The government would cut an extra 10 billion pounds a year from its welfare budget and slash spending across the board in the next phase of austerity if re-elected, Chancellor George Osborne will say on Monday.
The 2015 election is likely to be decided on the health of the economy, how fast the deficit should be tackled and what areas of spending and taxation each party would focus on to balance Britain's bloated public finances.
The Conservatives, who had bet growth would reduce the deficit and help them win the next election, are struggling with a recession and a series of blunders which have put them about 10 percentage points behind the Labour Party in opinion polls.
Osborne and Prime Minister David Cameron are trying to use their party's annual conference in Birmingham to project an image of economic prudence.
They hope voters will welcome a further 10 billion pounds of cuts in welfare spending - an area often portrayed in the media as rife with scroungers and waste.
"We are both satisfied that this is possible and we will work together to find savings of this scale," Osborne said in an article with work and pensions minister Iain Duncan Smith for Monday's Daily Mail.
Osborne, a close Cameron ally who was booed by crowds before he presented medals to winners at the Paralympics last month, will make a speech at the conference on Monday.
The "social protection" budget, by far the biggest of all departmental spending, is estimated to come in at 207 billion pounds in 2012/13 - almost a third of total spending.
Labour, which wants to see more taxes on banks and the rich, says Osborne has cut spending too quickly and choked demand, but the government says softening its austerity plan would endanger Britain's recovery by putting its low borrowing costs at risk.
Osborne's March budget showed he would have to cut borrowing by 49 billion pounds ($79 billion) in the two years following the 2015 election, after weak growth put paid to the coalition's plan to deal with a record budget deficit in this parliament.

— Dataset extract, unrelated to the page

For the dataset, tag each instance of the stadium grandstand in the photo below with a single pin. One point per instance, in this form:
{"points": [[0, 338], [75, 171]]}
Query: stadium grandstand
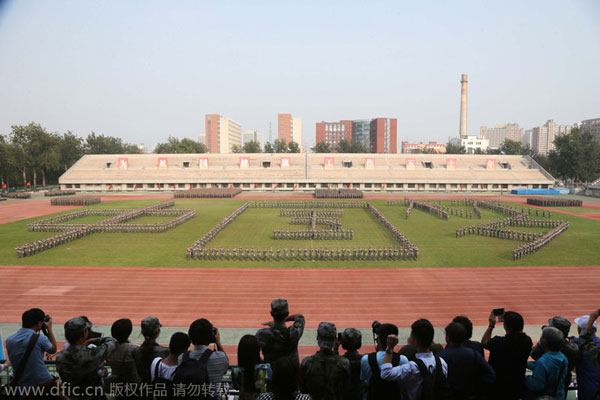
{"points": [[306, 172]]}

Investors say that Osborne will be forced to either cut spending more deeply or extend austerity well into the next parliament to honour his pledge to get Britain's deficit under control because of a return to recession this year.
Cutting more from the welfare budget would allow cuts at other government departments to be held at a similar pace as is being enforced in current spending plans which run until the end of the 2014/15 fiscal year, according to Treasury calculations.
The government's next spending review, expected before 2015, will cover much of the 2015-2020 parliament and set the tone for the election battle.
Osborne, who delivers economic and borrowing forecasts on December 5, is expected to make a blunt assessment of the challenges facing Britain in Monday's speech and to say austerity should be borne in a fair way by all sections of society.
However, he has dismissed calls by the Liberal Democrat junior coalition partners for a tax on expensive homes or a further tax on the wealthy.